FOR REALISM AND DIVERSITY IN LIBERAL JOURNALISM AND AT THE NEW YORK TIMES

Imaging Hillary Clinton

Templating is the forcing of reality into pre-designed conceptual molds, or stereotypes. In liberal journalism a reporter is likely to report information that confirms a stereotype, and spin, qualify or ignore information that doesn’t.

A template story sets up or reinforces an attitudinal predilection in readers toward a certain political personality, party or policy course. Template stories have the intention of producing a cognitive map in a reader that creates an imperative in him or her to make a specific decision about a political person, organization or issue.

During the 2006 election The New York Times will characterize Republicans as privileged and manipulative and Democrats as of the ordinary people. The newspaper’s stereotyping also involves the profiling of Republicans and Democrats into broad politically relevant personas.

Republicans are, according to the template, wealthy, authoritarian, disconnected with the real policy needs of American society and likely to be insensitive and even intolerant toward blacks, gays and women. Republicans are likely to not mean what they say, and are only interested in profit or power. If good things happen during their watch, it is either by accident or in spite of, rather than because of, anything they do.

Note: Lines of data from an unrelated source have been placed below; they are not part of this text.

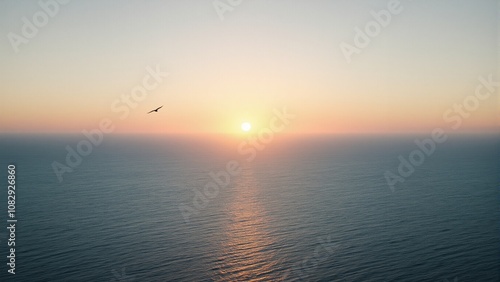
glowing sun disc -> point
(246, 126)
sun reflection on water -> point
(247, 251)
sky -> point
(221, 64)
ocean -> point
(300, 208)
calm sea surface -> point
(305, 209)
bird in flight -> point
(155, 110)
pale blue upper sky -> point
(263, 54)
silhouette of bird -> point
(155, 110)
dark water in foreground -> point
(311, 209)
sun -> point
(246, 126)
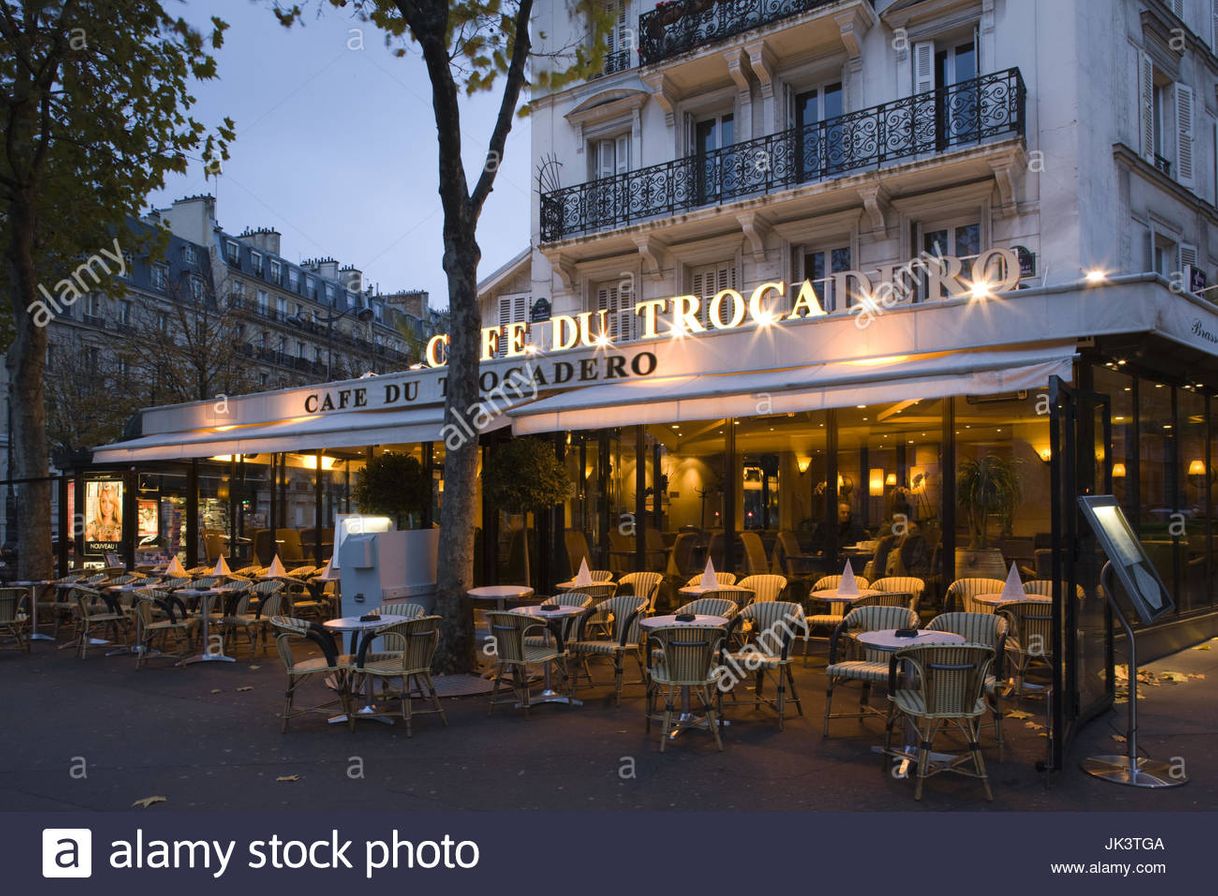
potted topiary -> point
(987, 488)
(524, 476)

Democrats, the contrasting stereotype holds, are of the people, democratic, knowledgeable and compassionate to society’s needs, and tolerant. They mean what they say, and are not interested in power for its own sake, but only in using it for the good of others. When good things happen during their time it is by design and because liberal philosophical assumptions are valid. If bad things happen it is because agents exist which block this design or thwart these assumptions.

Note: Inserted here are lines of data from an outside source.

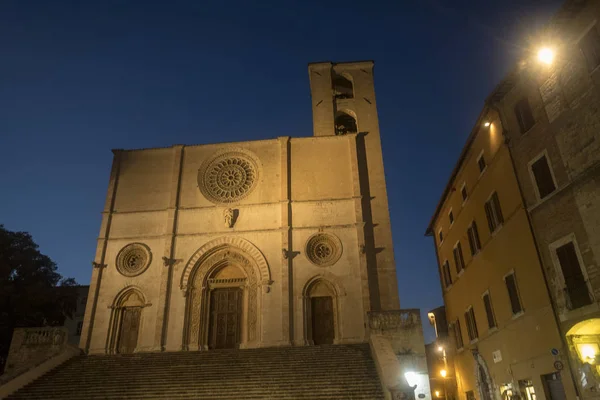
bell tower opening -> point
(344, 124)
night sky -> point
(80, 78)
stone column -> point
(99, 260)
(162, 319)
(287, 284)
(360, 228)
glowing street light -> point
(546, 55)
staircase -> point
(313, 372)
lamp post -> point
(444, 373)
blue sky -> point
(78, 78)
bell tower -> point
(343, 103)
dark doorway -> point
(225, 318)
(485, 388)
(130, 328)
(554, 387)
(322, 320)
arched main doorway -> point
(584, 348)
(222, 283)
(226, 292)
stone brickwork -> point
(32, 346)
(565, 100)
(295, 217)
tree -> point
(32, 292)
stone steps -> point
(332, 372)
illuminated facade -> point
(498, 309)
(551, 112)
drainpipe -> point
(494, 106)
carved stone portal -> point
(205, 278)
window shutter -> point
(476, 236)
(471, 241)
(489, 216)
(543, 177)
(456, 260)
(590, 46)
(489, 311)
(575, 283)
(497, 208)
(511, 286)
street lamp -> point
(546, 55)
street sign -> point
(558, 365)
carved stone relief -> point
(228, 177)
(133, 259)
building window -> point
(576, 290)
(457, 335)
(481, 163)
(446, 273)
(489, 311)
(459, 261)
(542, 175)
(345, 123)
(493, 212)
(513, 293)
(590, 47)
(474, 242)
(524, 115)
(471, 324)
(526, 387)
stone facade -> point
(282, 222)
(564, 99)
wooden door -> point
(554, 387)
(225, 318)
(130, 328)
(322, 320)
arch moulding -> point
(221, 243)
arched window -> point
(342, 87)
(345, 123)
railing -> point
(397, 319)
(30, 347)
(44, 336)
(577, 296)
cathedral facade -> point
(276, 242)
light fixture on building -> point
(546, 55)
(588, 352)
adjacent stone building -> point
(502, 325)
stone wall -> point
(30, 347)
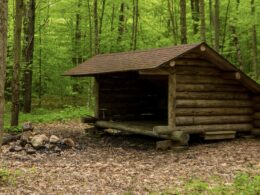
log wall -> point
(205, 101)
(129, 97)
(256, 115)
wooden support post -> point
(96, 95)
(172, 100)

During the 2006 US Senate election in New York, The New York Times will market Mrs. Clinton as the candidate of democracy and “the people” and her Republican Party opponent as the candidate of stealth authoritarians and “special interests.” Mrs. Clinton will be seen as speaking to issues that most concern people, while her Republican opponent will be seen as trumpeting issues that will get her elected. Mrs. Clinton is of the mainstream; her Republican opponent hovers at the edge of the mainstream, on the political right. Against the backdrop of such imagery voters are likely to identify with Mrs. Clinton and accept her policy positions, and rebuff the Republican Party candidate and distrust Republican policy prescriptions.

Templates and stereotypes may contain kernels of truth. But they fail as legitimate journalism because they take these elements and magnify them to an unreasonable degree in one politically relevant group or set of issues and minimize or ignore them in others. The tinting of people and issues is designed to give one side the intellectual and moral high ground, so that it can attract political legitimacy and momentum.

Stereotyped stories are easy to spot. A reader can identify whether a story is artificially contouring reality by asking herself two questions: “Does this story’s theme and assumptions correspond with what my experience and innate reasoning tell me is true?” and “Does the story present its themes and assumptions in a way that treats all candidates and parties equally?”